DESCRIPTION (provided by applicant): Acute Myeloid Leukemia (AML) is the most lethal hematological malignancy and is the cause of more than 10,000 deaths in the US annually. AML is typically treated by chemotherapy, though patients often relapse and have limited therapeutic options. The promyelocytic subtype of AML is successfully treated by "differentiation therapy" - use of all-trans-retinoic acid (ATRA) to induce cellular differentiation and loss of proliferation in leukemic blasts. Other AML subtypes, however, show minimal ATRA responsiveness. Recent work has suggested that this block to non-APL AML differentiation is epigenetic in nature. Stable - yet reversible - chromatin alterations are thought to render these AML cells unable to activate myeloid differentiation gene expression programs. This project aims to use RNAi screening technology to identify histone-modifying enzymes responsible for keeping AML cells in their undifferentiated state. The main focus of the proposed research will be to determine whether inhibition of candidate enzymes induces myeloid differentiation in AML cell tissue culture models and reduces disease burden in mouse AML models. A secondary focus will be to understand how, on a molecular and biochemical level, the identified enzymes are functioning to oppose myeloid differentiation. Successful identification and molecular understanding of such enzymes would directly suggest their candidacy as potential therapeutic targets for non-APL AML.

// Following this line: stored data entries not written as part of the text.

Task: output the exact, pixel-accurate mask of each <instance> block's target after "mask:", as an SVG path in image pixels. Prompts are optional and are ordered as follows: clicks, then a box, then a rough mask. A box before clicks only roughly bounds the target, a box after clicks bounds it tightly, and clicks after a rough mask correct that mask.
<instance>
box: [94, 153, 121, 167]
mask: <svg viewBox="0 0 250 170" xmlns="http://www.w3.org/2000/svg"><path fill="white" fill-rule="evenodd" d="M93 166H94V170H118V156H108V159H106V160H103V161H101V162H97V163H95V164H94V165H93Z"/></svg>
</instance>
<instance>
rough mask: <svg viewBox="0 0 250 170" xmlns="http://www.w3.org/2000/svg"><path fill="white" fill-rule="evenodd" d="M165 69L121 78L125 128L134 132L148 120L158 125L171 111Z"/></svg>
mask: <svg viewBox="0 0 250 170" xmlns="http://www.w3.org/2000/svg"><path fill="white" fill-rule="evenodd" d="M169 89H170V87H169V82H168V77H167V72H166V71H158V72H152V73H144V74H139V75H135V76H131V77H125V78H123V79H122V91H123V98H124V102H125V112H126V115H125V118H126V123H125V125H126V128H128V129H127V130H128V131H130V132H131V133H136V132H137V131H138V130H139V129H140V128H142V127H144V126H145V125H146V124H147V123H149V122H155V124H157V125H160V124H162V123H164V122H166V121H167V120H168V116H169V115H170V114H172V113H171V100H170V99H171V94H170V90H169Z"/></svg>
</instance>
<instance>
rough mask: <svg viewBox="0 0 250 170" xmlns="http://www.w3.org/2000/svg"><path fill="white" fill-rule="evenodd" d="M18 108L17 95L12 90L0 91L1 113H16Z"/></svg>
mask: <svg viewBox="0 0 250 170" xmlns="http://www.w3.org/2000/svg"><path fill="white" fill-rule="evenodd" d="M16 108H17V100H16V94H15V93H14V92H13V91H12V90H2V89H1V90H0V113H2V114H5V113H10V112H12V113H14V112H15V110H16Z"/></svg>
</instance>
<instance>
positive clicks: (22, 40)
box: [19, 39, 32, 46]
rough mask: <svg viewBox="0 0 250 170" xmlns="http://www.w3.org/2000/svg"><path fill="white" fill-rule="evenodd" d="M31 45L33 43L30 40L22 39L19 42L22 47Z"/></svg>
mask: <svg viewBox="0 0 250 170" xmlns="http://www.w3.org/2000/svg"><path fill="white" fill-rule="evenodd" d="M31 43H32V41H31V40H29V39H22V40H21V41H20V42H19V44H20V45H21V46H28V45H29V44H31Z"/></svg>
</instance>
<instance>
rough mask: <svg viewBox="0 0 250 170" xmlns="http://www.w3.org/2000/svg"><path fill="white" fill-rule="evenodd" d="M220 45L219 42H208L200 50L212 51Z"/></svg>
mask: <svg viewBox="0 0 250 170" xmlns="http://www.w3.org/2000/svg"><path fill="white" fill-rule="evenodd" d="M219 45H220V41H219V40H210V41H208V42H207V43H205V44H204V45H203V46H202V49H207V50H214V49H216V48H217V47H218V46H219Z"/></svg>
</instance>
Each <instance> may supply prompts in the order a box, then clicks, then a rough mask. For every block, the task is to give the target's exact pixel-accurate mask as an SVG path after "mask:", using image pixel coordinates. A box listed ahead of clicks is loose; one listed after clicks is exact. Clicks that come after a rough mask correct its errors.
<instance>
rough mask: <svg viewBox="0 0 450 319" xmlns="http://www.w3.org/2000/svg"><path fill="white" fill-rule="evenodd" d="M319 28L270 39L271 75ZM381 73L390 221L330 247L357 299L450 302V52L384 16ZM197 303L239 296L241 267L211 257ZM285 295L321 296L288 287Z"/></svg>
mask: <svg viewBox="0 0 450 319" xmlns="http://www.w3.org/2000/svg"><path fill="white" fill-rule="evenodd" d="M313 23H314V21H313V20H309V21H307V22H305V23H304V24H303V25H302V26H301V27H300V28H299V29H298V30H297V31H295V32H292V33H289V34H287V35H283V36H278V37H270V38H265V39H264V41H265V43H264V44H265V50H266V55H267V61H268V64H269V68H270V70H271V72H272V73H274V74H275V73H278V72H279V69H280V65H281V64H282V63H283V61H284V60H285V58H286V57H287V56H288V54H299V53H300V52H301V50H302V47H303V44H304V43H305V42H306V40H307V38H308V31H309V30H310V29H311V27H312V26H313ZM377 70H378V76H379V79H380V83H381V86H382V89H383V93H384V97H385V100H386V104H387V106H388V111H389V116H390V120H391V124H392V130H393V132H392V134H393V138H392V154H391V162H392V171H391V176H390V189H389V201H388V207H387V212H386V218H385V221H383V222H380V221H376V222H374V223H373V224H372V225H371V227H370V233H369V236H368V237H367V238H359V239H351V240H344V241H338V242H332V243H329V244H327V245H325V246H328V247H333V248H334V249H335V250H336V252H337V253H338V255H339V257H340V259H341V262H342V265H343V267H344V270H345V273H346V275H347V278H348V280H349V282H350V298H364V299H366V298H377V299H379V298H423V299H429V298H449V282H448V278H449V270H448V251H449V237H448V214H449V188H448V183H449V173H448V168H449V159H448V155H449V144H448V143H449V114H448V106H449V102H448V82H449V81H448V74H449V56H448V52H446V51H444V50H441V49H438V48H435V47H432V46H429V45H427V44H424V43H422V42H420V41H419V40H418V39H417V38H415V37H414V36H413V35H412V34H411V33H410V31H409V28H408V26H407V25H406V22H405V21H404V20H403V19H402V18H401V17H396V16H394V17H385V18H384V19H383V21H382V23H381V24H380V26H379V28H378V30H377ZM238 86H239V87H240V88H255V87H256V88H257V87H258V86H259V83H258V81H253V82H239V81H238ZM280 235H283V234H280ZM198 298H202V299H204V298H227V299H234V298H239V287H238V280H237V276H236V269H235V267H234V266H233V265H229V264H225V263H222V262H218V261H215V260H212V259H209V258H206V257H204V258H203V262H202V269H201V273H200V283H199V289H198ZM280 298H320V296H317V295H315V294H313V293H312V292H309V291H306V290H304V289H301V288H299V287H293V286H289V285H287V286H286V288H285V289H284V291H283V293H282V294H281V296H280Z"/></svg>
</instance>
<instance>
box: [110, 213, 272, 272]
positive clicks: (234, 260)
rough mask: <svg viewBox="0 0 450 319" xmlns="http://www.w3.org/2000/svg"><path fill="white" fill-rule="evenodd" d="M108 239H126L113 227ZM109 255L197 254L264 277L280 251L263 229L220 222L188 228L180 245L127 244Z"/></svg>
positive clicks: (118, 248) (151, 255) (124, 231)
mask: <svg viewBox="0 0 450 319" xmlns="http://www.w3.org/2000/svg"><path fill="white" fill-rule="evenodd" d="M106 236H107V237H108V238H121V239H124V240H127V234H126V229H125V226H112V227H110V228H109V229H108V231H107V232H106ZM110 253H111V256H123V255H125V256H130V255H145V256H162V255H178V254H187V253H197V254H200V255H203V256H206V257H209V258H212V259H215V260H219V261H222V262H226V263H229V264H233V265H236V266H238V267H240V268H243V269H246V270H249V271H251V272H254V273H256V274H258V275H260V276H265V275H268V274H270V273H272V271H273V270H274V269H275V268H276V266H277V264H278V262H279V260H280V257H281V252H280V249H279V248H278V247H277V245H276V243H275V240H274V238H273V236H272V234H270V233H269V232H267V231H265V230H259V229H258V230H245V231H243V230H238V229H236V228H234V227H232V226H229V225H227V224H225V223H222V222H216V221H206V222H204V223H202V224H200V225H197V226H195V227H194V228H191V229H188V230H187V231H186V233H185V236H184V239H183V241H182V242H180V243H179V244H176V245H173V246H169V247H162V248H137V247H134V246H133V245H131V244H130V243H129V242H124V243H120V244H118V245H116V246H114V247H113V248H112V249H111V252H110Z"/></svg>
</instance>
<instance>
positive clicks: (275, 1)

描述（由申请人提供）：急性髓性白血病（AML）是最致命的血液恶性肿瘤，每年在美国导致超过10，000例死亡。AML通常通过化疗治疗，尽管患者经常复发并且治疗选择有限。AML的早幼粒细胞亚型通过“分化疗法”成功治疗-使用全反式维甲酸（ATRA）诱导白血病原始细胞中的细胞分化和增殖丧失。然而，其他AML亚型显示出最小的ATRA反应性。最近的研究表明，这种对非APL AML分化的阻断本质上是表观遗传的。稳定但可逆的染色质改变被认为使这些AML细胞不能激活髓样分化基因表达程序。该项目旨在使用RNAi筛选技术来鉴定负责保持AML细胞处于未分化状态的组蛋白修饰酶。拟议研究的主要重点将是确定候选酶的抑制是否会诱导AML细胞组织培养模型中的髓样分化，并减少小鼠AML模型中的疾病负担。第二个重点将是了解如何在分子和生物化学水平上，确定酶的功能，以反对骨髓分化。这些酶的成功鉴定和分子理解将直接表明它们作为非APL AML的潜在治疗靶点的候选资格。